2.3 En passant par l’énonciation des « je » dans les écrits de recherche

Dans cette perspective, les pratiques d’écriture réflexives en formation et en recherche apparaissent comme des instruments puissants d’une « transformation de soi comme sujet, consciente et socialement balisée » (Vanhulle, 2004, p. 29). Pour autant, si d’aucuns contestent la place et le rôle structurant de l’écriture dans la construction de la posture réflexive, nombre de chercheurs reconnaissent également la difficulté à évaluer ce processus ou ce cheminement. Au sujet du rôle que l’écriture joue dans son parcours d’enseignante-chercheuse, Cadet (2014) relate ainsi combien « son rôle d’activité réflexive et d’exposition […] exerce à plein, au fur et à mesure [qu’elle] la pratique, son pouvoir (trans)formateur et organisateur » (p. 11). Mais elle souligne également la difficulté à évaluer les écritures réflexives, dans la mesure où celles-ci s’actualisent dans des genres de textes variés, même si on conçoit généralement qu’elles recouvrent une posture énonciative autobiographique (Cadet, 2017). Pour l’enseignant-chercheur, « la question n’est donc pas : « Suis-je réflexif ? », mais « Est-ce que j’assume et revendique mon historicité par le biais d’une posture réflexive (dont les modalités restent à définir) ? » » (de Robillard, 2007 cité par Bibauw et Dufays, 2010, p. 19). Et pour le doctorant apprenti-chercheur la question reste la suivante : comment, selon quelles modalités, est-ce que je peux prendre conscience de mon historicité ?
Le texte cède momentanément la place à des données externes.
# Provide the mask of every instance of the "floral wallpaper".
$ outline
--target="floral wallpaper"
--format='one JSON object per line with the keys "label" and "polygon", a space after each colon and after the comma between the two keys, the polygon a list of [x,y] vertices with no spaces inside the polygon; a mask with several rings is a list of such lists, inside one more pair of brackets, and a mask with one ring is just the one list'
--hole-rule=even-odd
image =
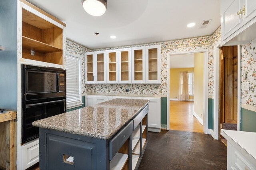
{"label": "floral wallpaper", "polygon": [[[161,51],[161,77],[160,85],[86,85],[87,93],[134,94],[143,95],[167,95],[167,55],[170,52],[189,51],[195,50],[209,49],[208,60],[208,95],[211,97],[213,91],[214,47],[220,40],[220,28],[219,28],[212,35],[186,39],[178,40],[168,42],[156,42],[141,45],[117,47],[100,49],[94,49],[92,51],[107,50],[120,48],[160,44]],[[129,89],[126,92],[125,89]]]}
{"label": "floral wallpaper", "polygon": [[[241,91],[241,102],[256,107],[256,49],[250,44],[243,45],[241,47],[241,83],[249,83],[250,90]],[[245,79],[243,75],[247,74]],[[241,86],[242,87],[242,86]]]}
{"label": "floral wallpaper", "polygon": [[[77,44],[71,41],[67,40],[67,52],[71,53],[84,56],[82,52],[90,51],[97,51],[117,49],[138,46],[160,44],[161,51],[161,84],[98,84],[84,85],[82,88],[83,95],[87,93],[133,94],[143,95],[167,95],[167,56],[170,52],[182,51],[190,51],[195,50],[208,49],[208,95],[212,97],[214,89],[214,45],[220,41],[220,28],[219,28],[212,35],[200,37],[173,41],[160,42],[147,44],[116,47],[100,49],[90,49]],[[84,82],[84,61],[83,59],[83,82]],[[129,89],[130,91],[126,92],[125,89]]]}

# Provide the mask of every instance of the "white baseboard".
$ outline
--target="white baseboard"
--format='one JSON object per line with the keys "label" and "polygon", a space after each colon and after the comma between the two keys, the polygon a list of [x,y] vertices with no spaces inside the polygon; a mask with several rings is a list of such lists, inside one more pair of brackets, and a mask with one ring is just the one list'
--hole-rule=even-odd
{"label": "white baseboard", "polygon": [[213,132],[213,130],[212,130],[210,128],[208,129],[208,130],[207,130],[207,134],[210,134],[211,136],[212,136],[213,138],[214,138],[214,132]]}
{"label": "white baseboard", "polygon": [[170,99],[170,100],[173,101],[178,101],[179,99]]}
{"label": "white baseboard", "polygon": [[199,116],[197,115],[196,113],[194,112],[193,112],[193,115],[200,122],[200,123],[202,124],[202,125],[204,126],[204,121],[203,121],[202,119],[201,119]]}

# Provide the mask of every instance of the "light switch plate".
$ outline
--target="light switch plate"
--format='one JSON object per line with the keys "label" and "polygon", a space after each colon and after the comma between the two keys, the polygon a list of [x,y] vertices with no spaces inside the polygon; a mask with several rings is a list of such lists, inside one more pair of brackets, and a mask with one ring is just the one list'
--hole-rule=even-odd
{"label": "light switch plate", "polygon": [[242,90],[243,91],[249,91],[249,82],[245,82],[242,83]]}

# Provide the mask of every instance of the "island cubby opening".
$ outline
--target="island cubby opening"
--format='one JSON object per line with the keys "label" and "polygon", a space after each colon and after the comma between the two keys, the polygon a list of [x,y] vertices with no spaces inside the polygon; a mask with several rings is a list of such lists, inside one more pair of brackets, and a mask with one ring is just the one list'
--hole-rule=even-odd
{"label": "island cubby opening", "polygon": [[129,169],[129,140],[127,139],[110,162],[110,169],[126,170]]}
{"label": "island cubby opening", "polygon": [[22,9],[22,58],[62,65],[63,38],[62,29]]}

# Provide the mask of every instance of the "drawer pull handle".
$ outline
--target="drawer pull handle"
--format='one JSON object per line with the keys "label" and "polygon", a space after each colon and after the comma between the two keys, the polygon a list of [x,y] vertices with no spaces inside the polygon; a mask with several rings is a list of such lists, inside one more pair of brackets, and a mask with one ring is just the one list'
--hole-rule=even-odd
{"label": "drawer pull handle", "polygon": [[63,154],[63,162],[74,165],[74,157],[69,155]]}

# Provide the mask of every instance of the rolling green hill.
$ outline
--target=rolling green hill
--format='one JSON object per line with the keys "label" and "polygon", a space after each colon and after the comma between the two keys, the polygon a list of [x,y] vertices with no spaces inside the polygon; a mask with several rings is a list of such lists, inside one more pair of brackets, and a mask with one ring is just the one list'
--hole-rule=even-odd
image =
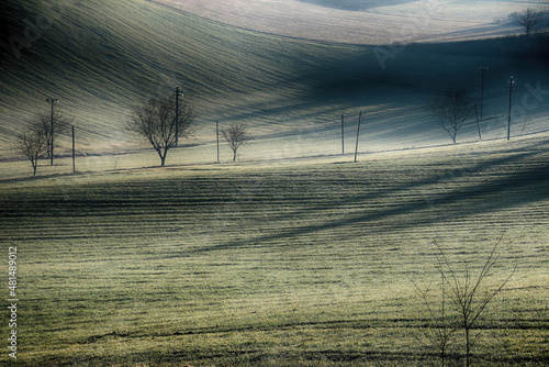
{"label": "rolling green hill", "polygon": [[[4,158],[13,155],[10,142],[25,122],[47,111],[48,97],[60,99],[58,108],[75,119],[80,153],[143,146],[124,129],[132,107],[148,97],[169,96],[176,85],[202,111],[197,144],[212,136],[215,120],[244,121],[259,137],[332,134],[340,114],[365,110],[377,141],[404,137],[403,144],[414,145],[433,126],[421,109],[425,99],[458,82],[478,88],[480,65],[489,64],[491,77],[501,78],[501,86],[486,91],[494,118],[505,111],[504,78],[509,73],[523,77],[518,93],[526,82],[548,82],[542,53],[493,55],[474,43],[461,44],[469,52],[457,55],[439,45],[311,42],[244,31],[144,0],[8,1],[2,7]],[[537,38],[528,49],[541,49],[546,41]],[[528,113],[537,123],[544,111],[541,103]],[[337,130],[333,133],[337,136]],[[436,131],[434,138],[446,137]]]}

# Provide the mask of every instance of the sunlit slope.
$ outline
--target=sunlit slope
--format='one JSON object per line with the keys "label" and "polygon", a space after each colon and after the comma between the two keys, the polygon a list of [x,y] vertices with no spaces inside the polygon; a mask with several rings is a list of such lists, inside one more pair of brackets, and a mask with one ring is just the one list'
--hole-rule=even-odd
{"label": "sunlit slope", "polygon": [[244,32],[138,0],[78,1],[56,13],[46,5],[18,8],[11,34],[23,35],[25,19],[56,19],[20,58],[11,45],[3,47],[3,142],[21,131],[21,120],[47,110],[51,96],[93,133],[90,144],[104,137],[105,145],[126,140],[123,123],[133,104],[169,94],[176,85],[204,115],[242,112],[257,100],[277,105],[306,92],[295,86],[306,70],[347,52]]}
{"label": "sunlit slope", "polygon": [[[518,107],[527,85],[544,90],[549,85],[547,38],[358,46],[254,33],[141,0],[12,3],[14,9],[2,13],[9,34],[24,36],[25,20],[36,24],[49,16],[52,24],[19,58],[12,45],[2,45],[2,157],[12,155],[9,143],[24,122],[48,110],[48,97],[59,98],[56,108],[74,118],[80,154],[136,147],[124,126],[132,107],[170,96],[176,85],[202,111],[194,144],[212,141],[216,120],[237,120],[258,140],[307,135],[317,145],[338,138],[341,114],[350,134],[363,111],[368,149],[377,149],[372,142],[402,147],[447,142],[421,105],[458,84],[480,92],[479,66],[491,68],[485,103],[493,136],[505,127],[509,75],[517,81]],[[527,116],[518,115],[529,124],[523,132],[542,129],[549,99],[541,97]],[[474,137],[471,129],[464,130],[468,138]],[[58,152],[69,143],[59,140]]]}

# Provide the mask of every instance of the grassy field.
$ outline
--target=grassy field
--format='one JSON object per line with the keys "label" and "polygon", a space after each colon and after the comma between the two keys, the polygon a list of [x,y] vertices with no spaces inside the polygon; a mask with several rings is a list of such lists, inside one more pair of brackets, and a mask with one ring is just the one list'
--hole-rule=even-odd
{"label": "grassy field", "polygon": [[[517,270],[474,330],[473,362],[544,366],[548,152],[538,135],[357,164],[3,178],[1,248],[18,247],[16,365],[438,364],[412,281],[437,281],[434,241],[462,274],[503,235],[486,287]],[[450,352],[462,365],[459,338]]]}

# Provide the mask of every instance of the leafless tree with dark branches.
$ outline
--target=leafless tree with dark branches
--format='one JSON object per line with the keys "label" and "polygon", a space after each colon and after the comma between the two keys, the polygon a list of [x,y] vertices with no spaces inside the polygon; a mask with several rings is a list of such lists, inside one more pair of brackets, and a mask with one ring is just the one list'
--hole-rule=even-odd
{"label": "leafless tree with dark branches", "polygon": [[[179,137],[189,136],[194,127],[198,112],[187,103],[178,103],[173,98],[152,98],[133,111],[128,129],[144,136],[166,165],[168,151],[176,146]],[[176,118],[177,116],[177,118]]]}
{"label": "leafless tree with dark branches", "polygon": [[526,35],[529,36],[533,31],[536,31],[544,24],[544,12],[533,8],[527,8],[523,11],[512,13],[511,20],[518,25],[524,26]]}
{"label": "leafless tree with dark branches", "polygon": [[16,147],[31,162],[33,176],[36,176],[38,158],[46,153],[47,147],[47,137],[40,121],[33,121],[27,131],[19,136]]}
{"label": "leafless tree with dark branches", "polygon": [[474,115],[477,99],[464,88],[448,89],[442,94],[429,100],[424,107],[446,130],[453,143],[463,123]]}
{"label": "leafless tree with dark branches", "polygon": [[223,129],[221,131],[223,137],[227,141],[231,149],[233,149],[233,162],[236,160],[236,151],[238,147],[251,140],[251,136],[248,134],[246,126],[239,122],[233,122],[231,126]]}
{"label": "leafless tree with dark branches", "polygon": [[438,244],[438,251],[440,253],[439,260],[437,263],[437,269],[442,277],[442,281],[446,285],[446,291],[451,303],[456,307],[458,312],[458,319],[460,320],[460,329],[464,334],[466,344],[466,366],[471,366],[471,347],[475,337],[473,330],[477,326],[481,315],[486,310],[488,304],[502,292],[503,288],[516,271],[516,267],[507,278],[502,280],[494,288],[489,288],[485,285],[491,270],[498,262],[498,256],[496,255],[496,249],[500,246],[503,238],[503,234],[490,252],[483,267],[477,277],[471,275],[470,269],[466,268],[464,275],[460,276],[455,266],[450,263],[445,252],[440,248]]}

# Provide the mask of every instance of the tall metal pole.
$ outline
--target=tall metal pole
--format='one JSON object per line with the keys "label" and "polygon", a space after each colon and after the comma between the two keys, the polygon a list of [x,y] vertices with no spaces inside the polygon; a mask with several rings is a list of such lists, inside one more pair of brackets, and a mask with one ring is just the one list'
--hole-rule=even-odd
{"label": "tall metal pole", "polygon": [[513,80],[513,76],[511,76],[511,80],[508,81],[509,84],[509,115],[508,115],[508,123],[507,123],[507,141],[511,138],[511,103],[513,101],[513,85],[515,81]]}
{"label": "tall metal pole", "polygon": [[341,154],[345,154],[344,115],[341,114]]}
{"label": "tall metal pole", "polygon": [[362,111],[358,114],[358,127],[357,127],[357,145],[355,147],[355,163],[357,162],[358,155],[358,137],[360,136],[360,121],[362,120]]}
{"label": "tall metal pole", "polygon": [[46,102],[52,104],[52,118],[49,121],[49,165],[54,165],[54,104],[59,102],[58,99],[47,98]]}
{"label": "tall metal pole", "polygon": [[479,68],[481,71],[481,120],[483,119],[484,115],[484,73],[489,70],[488,67],[482,66]]}
{"label": "tall metal pole", "polygon": [[176,92],[173,93],[176,96],[176,147],[179,146],[179,96],[183,96],[179,91],[179,87],[176,87]]}

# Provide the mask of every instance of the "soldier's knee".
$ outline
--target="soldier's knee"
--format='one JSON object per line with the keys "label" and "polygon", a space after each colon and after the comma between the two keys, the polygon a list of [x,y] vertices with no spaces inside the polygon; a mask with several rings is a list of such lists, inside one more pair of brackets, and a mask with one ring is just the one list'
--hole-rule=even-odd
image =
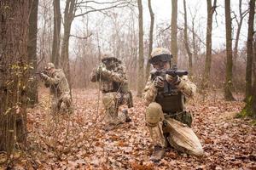
{"label": "soldier's knee", "polygon": [[102,98],[102,103],[105,107],[114,105],[114,96],[112,94],[106,94]]}
{"label": "soldier's knee", "polygon": [[198,147],[198,148],[195,148],[192,152],[191,152],[191,155],[193,156],[198,156],[198,157],[201,157],[201,156],[204,156],[204,150],[202,149],[202,147]]}
{"label": "soldier's knee", "polygon": [[160,105],[153,102],[149,104],[146,110],[146,123],[148,126],[156,126],[163,119],[163,110]]}
{"label": "soldier's knee", "polygon": [[70,96],[67,95],[67,94],[65,94],[63,97],[62,97],[62,101],[66,104],[69,104],[71,103],[71,99],[70,99]]}

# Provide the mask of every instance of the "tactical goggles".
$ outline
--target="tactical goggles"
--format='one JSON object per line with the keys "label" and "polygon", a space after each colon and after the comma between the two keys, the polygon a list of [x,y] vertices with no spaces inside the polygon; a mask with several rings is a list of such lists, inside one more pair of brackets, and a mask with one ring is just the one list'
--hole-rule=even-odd
{"label": "tactical goggles", "polygon": [[151,58],[148,62],[152,65],[157,65],[161,62],[169,62],[171,61],[171,59],[172,58],[172,55],[169,54],[162,54],[162,55],[157,55],[153,58]]}
{"label": "tactical goggles", "polygon": [[109,64],[113,61],[121,63],[121,61],[119,59],[116,59],[114,57],[108,57],[108,58],[104,58],[102,60],[102,62],[104,63],[105,65]]}

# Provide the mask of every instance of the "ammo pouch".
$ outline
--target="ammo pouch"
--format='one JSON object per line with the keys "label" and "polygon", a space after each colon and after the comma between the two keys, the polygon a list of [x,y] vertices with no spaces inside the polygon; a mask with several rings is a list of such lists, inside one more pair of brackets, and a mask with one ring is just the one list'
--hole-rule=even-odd
{"label": "ammo pouch", "polygon": [[162,106],[164,113],[176,113],[184,110],[184,96],[177,91],[177,94],[159,94],[155,102]]}
{"label": "ammo pouch", "polygon": [[177,112],[174,114],[169,113],[167,115],[165,115],[166,118],[172,118],[175,119],[177,121],[179,121],[186,125],[188,125],[189,128],[191,128],[191,124],[192,124],[192,114],[189,111],[181,111],[181,112]]}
Dans une note de synthèse récente portant sur les conceptions de la réflexivité dans l’écriture de recherche, Boch (2021) constate que la question du positionnement de soi du doctorant dans l’écriture reste encore relativement peu outillée. Elle propose alors de compléter « la palette des je symbolisant [les] différents positionnements énonciatifs » de cette écriture – le « je-empirique », qui renvoie à soi en tant que sujet subjectif et le « je-épistémique », centré sur l’objet de savoir en tant que chercheur objectivant – par celle d’un « je-réflexif » (Boch, 2023, p. 2). Pour l’auteure en effet, l’effacement énonciatif (Vion, 1998 cité par Boch, 2023) du sujet scripteur dans le je-épistémique (orienté vers le savoir savant), soulève un certain nombre de questions chez les doctorants, qui se demandent notamment ce que peut signifier cette idée de construire un point de vue si leurs justifications sont nécessairement extérieures à leur expérience de sujet.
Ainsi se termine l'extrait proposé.